Laurent Girin, Thomas Hueber and Xavier Alameda-Pineda
[Could not find the bibliography file(s)We’ve got two papers accepted at TASLP and at LVA-ICA 2017 on the Integrated-Cascaded Gaussian Mixture Regression [?].
Abstract: This article addresses the adaptation of an acoustic-articulatory inversion model of a reference speaker to the voice of another source speaker, using a limited amount of audio-only data.
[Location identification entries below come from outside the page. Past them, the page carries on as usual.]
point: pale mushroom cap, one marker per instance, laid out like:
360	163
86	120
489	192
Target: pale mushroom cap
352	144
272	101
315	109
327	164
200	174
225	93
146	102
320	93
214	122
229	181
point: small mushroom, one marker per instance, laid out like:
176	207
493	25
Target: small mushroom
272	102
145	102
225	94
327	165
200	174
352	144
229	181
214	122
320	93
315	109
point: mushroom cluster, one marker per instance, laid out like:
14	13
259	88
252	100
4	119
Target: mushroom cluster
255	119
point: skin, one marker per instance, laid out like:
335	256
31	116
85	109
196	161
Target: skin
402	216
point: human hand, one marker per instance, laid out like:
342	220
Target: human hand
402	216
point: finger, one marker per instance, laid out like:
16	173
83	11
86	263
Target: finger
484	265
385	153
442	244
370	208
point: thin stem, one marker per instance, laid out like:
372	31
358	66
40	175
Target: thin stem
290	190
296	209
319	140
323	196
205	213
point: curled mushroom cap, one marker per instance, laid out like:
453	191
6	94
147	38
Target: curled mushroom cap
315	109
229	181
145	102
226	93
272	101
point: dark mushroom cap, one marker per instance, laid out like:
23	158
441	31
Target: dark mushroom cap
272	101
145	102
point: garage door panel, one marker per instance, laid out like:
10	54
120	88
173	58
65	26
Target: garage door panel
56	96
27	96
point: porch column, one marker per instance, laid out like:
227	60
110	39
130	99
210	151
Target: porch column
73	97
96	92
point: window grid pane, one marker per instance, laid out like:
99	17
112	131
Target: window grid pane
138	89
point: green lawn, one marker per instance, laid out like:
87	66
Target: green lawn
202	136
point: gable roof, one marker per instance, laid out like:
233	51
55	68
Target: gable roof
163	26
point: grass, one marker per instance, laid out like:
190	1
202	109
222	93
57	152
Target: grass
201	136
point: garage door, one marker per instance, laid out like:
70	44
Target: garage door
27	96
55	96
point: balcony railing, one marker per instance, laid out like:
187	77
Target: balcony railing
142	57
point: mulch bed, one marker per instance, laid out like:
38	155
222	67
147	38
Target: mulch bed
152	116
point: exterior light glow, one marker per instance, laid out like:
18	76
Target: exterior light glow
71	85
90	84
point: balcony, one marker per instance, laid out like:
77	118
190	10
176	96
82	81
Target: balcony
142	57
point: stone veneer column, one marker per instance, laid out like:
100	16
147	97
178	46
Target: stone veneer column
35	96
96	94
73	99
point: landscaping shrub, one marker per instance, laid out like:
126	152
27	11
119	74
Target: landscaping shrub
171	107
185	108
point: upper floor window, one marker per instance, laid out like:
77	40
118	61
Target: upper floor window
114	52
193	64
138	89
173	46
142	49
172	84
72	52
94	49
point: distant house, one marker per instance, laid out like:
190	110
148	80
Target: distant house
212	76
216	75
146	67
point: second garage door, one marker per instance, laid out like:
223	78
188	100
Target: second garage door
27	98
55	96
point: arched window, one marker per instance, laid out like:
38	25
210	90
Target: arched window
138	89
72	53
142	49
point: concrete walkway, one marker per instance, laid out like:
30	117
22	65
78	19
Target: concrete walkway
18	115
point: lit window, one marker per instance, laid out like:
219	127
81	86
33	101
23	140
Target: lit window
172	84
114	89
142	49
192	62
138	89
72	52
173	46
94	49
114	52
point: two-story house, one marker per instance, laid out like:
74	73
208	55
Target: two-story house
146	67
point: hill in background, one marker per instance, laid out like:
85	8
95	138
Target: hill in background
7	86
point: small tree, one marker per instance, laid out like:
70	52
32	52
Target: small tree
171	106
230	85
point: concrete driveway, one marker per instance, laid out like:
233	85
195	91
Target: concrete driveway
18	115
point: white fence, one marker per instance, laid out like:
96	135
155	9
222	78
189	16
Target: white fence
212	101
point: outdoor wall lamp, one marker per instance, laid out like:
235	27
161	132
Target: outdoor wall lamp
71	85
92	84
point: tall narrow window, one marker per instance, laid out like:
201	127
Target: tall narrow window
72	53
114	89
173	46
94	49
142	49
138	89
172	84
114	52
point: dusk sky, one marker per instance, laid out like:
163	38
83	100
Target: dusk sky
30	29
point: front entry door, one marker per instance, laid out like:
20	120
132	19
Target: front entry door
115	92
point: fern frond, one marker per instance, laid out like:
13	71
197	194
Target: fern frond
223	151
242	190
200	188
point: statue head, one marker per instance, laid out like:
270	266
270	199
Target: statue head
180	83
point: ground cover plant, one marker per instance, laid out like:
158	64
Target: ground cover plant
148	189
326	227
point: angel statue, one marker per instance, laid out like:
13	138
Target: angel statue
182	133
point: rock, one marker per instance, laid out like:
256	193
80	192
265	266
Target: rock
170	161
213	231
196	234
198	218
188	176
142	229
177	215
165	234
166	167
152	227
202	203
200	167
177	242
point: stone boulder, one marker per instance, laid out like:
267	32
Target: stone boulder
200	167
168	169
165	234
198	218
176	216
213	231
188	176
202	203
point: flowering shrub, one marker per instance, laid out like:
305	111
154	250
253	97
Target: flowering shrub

In this study, the articulatory-acoustic relationship of the reference speaker is modeled by a Gaussian mixture model and inference of articulatory data from acoustic data is made by the associated Gaussian mixture regression (GMR). To address speaker adaptation, we previously proposed a general framework called Cascaded-GMR (C-GMR) which decomposes the adaptation process into two consecutive steps: spectral conversion between source and reference speaker and acoustic-articulatory inversion of converted spectral trajectories. In particular, we proposed the Integrated C-GMR technique (IC-GMR) in which both steps are tied together in the same probabilistic model. In this article, we extend the C-GMR framework with another model called Joint-GMR (J-GMR). Contrary to the IC-GMR, this model aims at exploiting all potential acoustic-articulatory relationships, including those between the source speaker’s acoustics and the
reference speaker’s articulation. We present the full derivation of the exact Expectation-Maximization (EM) training algorithm for the J-GMR. It exploits the missing data methodology of machine learning to deal with limited adaptation data. We provide an extensive evaluation of the J-GMR on both synthetic acoustic-articulatory data and on the multi-speaker MOCHA EMA database. We compare the J-GMR performance to other models of the C-GMR framework, notably the IC-GMR, and discuss their respective merits.